Relying mainly on South Carolina’s statute of repose and statutes of limitations, the district court entered summary judgments in favor of Hoover. While appeals were pending, the plaintiffs filed a motion to vacate the judgments in the district court under Federal Rule of Civil Procedure 60(b), asserting that under 28 U.S.C. § 1332(a)(1), they were not "citizens" for diversity purposes and therefore the district court never had subject matter jurisdiction. After granting a limited remand for consideration of the jurisdiction issue, the district court granted the plaintiffs’ motion.
The Fourth Circuit affirmed, "albeit reluctantly in view of the plaintiffs’ original invocation of diversity jurisdiction and their late recognition of the lack of subject matter jurisdiction."
The following passage from the opinion best summarizes the Court's holding and reasoning:
An undoubtedly inequitable hardship results from allowing the plaintiffs to prosecute actions in federal court and, after they lose on motions for summary judgment, granting their motions to vacate the judgments because of a lack of subject matter jurisdiction. As Hoover laments, "Plaintiffs have presented the federal courts with a procedural morass of their own making, and should not be rewarded at this late stage of the proceedings with a ‘do over’ in state court." In most situations, this argument would be persuasive. But subject matter jurisdiction goes to the very power of the court to act, and regardless of the waste resulting from having completed proceedings later vacated by a late-discovered jurisdictional defect, an order or judgment entered by a court without subject matter jurisdiction is a nullity.
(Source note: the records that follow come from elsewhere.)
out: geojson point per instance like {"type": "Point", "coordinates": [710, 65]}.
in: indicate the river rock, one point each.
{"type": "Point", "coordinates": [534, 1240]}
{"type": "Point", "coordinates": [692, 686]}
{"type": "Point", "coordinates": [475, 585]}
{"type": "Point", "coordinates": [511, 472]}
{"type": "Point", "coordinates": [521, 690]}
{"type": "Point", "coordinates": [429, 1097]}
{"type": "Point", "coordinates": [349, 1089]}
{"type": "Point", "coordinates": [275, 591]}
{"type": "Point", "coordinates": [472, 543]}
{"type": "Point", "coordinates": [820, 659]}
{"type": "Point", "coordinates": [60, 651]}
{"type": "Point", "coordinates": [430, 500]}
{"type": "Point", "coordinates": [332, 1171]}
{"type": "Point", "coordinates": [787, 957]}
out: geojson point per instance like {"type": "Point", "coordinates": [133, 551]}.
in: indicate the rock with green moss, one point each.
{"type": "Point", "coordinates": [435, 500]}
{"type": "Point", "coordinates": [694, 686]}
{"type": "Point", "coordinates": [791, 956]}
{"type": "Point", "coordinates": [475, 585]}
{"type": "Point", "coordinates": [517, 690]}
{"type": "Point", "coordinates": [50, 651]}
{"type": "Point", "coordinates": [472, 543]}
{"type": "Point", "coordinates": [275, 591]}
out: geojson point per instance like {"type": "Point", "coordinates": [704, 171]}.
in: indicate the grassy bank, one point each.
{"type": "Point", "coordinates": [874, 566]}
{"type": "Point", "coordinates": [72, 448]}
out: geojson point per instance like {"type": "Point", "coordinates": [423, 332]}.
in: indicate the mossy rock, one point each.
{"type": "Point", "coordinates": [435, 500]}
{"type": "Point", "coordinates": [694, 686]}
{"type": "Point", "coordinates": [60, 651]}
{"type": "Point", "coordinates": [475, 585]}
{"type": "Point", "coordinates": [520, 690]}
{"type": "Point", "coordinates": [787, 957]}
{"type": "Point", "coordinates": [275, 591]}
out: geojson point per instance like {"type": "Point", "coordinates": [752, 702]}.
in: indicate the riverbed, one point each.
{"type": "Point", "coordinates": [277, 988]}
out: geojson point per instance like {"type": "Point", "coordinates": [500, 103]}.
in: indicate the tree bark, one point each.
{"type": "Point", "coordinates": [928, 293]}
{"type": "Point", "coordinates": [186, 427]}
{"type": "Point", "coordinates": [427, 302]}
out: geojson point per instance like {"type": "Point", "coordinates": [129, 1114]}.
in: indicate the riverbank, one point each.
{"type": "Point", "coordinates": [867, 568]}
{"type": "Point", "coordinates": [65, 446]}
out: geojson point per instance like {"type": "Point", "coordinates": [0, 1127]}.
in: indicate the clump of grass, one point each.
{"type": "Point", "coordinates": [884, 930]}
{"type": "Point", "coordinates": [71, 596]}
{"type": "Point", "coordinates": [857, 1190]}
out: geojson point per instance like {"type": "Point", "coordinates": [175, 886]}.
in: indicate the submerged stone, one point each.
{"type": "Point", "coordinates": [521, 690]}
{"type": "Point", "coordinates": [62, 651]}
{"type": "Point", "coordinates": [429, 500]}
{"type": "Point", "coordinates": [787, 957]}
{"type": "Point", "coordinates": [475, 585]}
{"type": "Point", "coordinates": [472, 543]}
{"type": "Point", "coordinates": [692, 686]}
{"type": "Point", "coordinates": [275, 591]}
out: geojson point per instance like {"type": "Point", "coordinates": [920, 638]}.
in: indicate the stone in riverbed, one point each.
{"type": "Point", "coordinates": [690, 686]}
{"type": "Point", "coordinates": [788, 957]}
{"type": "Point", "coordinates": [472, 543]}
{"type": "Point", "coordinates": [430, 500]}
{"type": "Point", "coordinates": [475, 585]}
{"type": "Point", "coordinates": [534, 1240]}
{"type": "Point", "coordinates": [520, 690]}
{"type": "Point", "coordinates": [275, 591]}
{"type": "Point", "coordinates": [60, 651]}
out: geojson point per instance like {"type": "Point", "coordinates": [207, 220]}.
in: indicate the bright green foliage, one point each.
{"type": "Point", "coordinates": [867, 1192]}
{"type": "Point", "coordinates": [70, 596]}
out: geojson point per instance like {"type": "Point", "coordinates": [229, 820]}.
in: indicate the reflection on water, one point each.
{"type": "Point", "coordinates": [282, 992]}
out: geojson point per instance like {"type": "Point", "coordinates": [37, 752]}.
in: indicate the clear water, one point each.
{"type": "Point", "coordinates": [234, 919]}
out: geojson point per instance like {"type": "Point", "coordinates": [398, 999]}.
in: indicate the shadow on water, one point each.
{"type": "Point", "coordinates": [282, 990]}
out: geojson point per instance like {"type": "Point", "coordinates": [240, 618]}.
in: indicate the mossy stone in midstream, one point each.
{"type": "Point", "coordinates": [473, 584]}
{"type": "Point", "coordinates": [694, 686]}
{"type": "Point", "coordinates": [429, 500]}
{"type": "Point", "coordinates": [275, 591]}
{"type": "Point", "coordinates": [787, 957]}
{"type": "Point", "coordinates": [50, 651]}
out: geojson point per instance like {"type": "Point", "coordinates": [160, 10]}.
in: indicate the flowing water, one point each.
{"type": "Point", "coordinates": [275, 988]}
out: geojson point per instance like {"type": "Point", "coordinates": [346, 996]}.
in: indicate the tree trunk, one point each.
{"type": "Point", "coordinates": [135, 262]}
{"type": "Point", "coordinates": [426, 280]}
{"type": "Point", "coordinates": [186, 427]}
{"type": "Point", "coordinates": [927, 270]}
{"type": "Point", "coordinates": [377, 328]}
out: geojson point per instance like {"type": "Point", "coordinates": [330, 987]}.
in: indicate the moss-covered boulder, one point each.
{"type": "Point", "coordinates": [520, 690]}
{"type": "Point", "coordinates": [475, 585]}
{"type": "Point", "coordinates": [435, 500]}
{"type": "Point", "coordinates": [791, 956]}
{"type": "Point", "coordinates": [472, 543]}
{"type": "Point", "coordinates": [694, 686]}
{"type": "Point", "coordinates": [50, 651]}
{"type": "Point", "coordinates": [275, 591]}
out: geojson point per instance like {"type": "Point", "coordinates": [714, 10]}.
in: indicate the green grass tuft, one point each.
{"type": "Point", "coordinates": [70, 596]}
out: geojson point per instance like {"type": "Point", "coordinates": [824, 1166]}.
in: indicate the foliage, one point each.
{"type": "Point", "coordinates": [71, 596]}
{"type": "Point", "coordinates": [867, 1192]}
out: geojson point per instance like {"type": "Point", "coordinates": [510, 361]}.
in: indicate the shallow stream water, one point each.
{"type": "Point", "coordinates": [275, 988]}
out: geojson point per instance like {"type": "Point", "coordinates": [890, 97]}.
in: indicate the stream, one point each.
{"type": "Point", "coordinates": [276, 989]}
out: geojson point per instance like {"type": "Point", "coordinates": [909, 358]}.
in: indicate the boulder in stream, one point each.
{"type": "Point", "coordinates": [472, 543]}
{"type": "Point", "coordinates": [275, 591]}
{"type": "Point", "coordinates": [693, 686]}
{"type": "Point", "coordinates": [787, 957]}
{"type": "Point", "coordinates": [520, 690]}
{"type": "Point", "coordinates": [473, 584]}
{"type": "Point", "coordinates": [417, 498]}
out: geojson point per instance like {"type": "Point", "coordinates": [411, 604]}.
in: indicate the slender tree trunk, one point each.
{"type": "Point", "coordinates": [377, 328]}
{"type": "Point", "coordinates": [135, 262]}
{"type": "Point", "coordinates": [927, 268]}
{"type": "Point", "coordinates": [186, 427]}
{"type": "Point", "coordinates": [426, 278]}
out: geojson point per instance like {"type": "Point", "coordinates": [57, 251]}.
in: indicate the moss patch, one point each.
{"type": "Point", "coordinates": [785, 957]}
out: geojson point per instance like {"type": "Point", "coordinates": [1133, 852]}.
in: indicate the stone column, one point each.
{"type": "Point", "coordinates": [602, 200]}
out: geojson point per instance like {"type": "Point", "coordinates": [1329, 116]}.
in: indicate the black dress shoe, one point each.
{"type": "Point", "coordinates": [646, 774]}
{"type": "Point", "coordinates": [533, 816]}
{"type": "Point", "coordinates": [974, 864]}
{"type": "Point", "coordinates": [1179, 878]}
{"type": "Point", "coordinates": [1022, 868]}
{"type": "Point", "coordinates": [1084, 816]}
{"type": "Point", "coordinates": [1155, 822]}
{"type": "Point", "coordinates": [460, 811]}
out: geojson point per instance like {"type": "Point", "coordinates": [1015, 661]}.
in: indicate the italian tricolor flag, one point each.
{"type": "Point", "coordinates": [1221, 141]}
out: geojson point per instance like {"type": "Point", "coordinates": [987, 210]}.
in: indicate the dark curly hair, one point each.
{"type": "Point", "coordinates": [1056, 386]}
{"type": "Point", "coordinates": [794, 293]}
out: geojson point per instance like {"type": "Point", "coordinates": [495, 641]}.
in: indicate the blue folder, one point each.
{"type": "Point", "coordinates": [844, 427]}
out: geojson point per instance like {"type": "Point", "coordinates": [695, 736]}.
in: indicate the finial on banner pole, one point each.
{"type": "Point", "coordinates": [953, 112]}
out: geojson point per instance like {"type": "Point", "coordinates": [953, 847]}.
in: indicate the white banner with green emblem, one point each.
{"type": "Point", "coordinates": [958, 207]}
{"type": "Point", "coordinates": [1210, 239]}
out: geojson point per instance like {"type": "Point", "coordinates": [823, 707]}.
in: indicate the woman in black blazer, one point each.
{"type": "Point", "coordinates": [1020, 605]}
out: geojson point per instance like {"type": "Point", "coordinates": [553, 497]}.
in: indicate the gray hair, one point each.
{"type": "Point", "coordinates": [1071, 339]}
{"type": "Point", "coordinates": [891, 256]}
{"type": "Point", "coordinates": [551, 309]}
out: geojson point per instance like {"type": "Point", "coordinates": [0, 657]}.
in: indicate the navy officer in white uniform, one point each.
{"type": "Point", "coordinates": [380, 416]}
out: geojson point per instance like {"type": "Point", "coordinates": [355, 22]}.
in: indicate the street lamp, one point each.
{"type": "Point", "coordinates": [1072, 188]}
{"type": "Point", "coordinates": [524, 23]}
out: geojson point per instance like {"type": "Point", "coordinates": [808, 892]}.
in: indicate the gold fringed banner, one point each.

Of course, you could also say shame on the defendant for not raising the issue in a 12(b)(1) motion at the outset. But you can imagine they might have preferred to litigate this claim in federal court. Who knows, they might have been holding on to the jurisdictional defect as their ace in the hole if things went south for them. At any rate, this is certainly an odd outcome to a case.